In that sense I think the orthogonality thesis will turn out to be false in practice, even if it is true in theory. It is simply too difficult to program a precise goal into an AI, because in order for that to work the goal has to be worked into every physical detail of the thing. It cannot just be a modular add-on.
I find this plausible but not too likely. There are a few things needed for a universe-optimizing AGI:
really good mathematical function optimization (which you might be able to use to get approximate Solomonoff induction)

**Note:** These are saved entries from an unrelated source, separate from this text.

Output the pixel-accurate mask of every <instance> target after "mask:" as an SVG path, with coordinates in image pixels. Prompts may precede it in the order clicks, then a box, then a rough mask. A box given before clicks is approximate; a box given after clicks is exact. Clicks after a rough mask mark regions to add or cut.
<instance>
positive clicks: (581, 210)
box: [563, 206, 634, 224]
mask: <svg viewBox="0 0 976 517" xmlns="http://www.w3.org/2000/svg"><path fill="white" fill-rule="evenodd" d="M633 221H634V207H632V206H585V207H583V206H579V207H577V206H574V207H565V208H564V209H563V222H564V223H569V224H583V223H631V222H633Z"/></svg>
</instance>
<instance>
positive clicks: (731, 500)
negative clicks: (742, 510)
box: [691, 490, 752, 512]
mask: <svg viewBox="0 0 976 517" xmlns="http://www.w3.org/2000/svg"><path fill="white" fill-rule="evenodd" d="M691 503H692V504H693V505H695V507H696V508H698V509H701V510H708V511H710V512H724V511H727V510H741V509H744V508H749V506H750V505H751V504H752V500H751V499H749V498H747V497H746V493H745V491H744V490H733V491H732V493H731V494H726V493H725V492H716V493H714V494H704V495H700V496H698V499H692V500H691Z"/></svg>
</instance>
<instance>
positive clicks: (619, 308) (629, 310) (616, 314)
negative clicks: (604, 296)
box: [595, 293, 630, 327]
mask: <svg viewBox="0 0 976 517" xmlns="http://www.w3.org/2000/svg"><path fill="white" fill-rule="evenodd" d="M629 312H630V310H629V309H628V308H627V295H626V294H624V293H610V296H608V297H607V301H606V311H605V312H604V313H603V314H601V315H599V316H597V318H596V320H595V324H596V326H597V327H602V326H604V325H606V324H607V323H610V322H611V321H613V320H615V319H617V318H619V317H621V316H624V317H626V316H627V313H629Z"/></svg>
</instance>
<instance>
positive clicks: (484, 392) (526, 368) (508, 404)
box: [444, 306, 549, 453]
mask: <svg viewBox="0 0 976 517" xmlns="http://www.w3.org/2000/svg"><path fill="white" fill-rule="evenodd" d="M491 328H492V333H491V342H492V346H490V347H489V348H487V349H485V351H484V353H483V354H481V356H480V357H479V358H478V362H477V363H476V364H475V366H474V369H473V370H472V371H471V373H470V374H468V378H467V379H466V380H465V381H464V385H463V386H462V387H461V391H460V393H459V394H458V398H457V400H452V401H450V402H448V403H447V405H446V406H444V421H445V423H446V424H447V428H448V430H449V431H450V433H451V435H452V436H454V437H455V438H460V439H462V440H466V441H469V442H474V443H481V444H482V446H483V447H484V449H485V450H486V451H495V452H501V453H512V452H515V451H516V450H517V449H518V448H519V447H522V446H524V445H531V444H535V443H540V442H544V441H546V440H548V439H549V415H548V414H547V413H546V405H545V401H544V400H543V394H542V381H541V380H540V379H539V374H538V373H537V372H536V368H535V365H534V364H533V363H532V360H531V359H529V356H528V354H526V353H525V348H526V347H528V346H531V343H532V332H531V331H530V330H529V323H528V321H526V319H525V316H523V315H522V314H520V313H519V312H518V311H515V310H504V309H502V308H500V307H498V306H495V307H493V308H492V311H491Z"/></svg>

a way to specify goals that are still well-defined after an ontological crisis
a solution to the Cartesian boundary problem
I think it is likely that (2) and (3) will eventually be solved (or at least worked around) well enough that you can build universe-optimizing AGIs, partially on the basis that humans approximately solve these somehow and we already have tentative hypotheses about what solutions to these problems might look like. It might be the case that we can’t really get (1), we can only get optimizers that work in some domains but not others. Perhaps universe-optimization (when reduced to a mathematical problem using (2) and (3)) is too difficult of a domain: we need to break the problem down into sub-problems in order to feed it to the optimizer, resulting in a tool-AI like design. But I don’t think this is likely.
If we have powerful tool AIs before we get universe optimizers, this will probably be a temporary stage, because someone will figure out how to use a tool AI to design universe-optimizers someday. But your bet was about the first AGI, so this would still be consistent with you winning your bet.
I’m talking about the fact that humans can (and sometimes do) sort of optimize the universe. Like, you can reason about the way the universe is and decide to work on causing it to be in a certain state.
This could very well be the case, but humans still sometimes sort of optimize the universe. Like, I’m saying it’s at least possible to sort of optimize the universe in theory, and humans do this somewhat, not that humans directly use universe-optimizing to select their actions. If a way to write universe-optimizing AGIs exists, someone is likely to find it eventually.
I agree with this. There are some difficulties with self-modification (as elaborated in my other comment), but it seems probable that this can be done.
Seems pretty plausible. Obviously it depends on what you mean by “AI”; certainly, most modern-day AIs are this way. At the same time, this is definitely not a reason to not worry about AI risk, because (a) tool AIs could still “accidentally” optimize the universe depending on how search for self-modifications and other actions happens, and (b) we can’t bet on no one figuring out how to turn a superintelligent tool AI into a universe optimizer.
I do agree with a lot of what you say: it seems like a lot of people talk about AI risk in terms of universe-optimization, when we don’t even understand how to optimize functions over the universe given infinite computational power. I do think that non-universe-optimizing AIs are under-studied, that they are somewhat likely to be the first human-level AGIs, and that they will be extraordinary useful for solving some FAI-related problems. But none of this makes the problems of AI risk go away.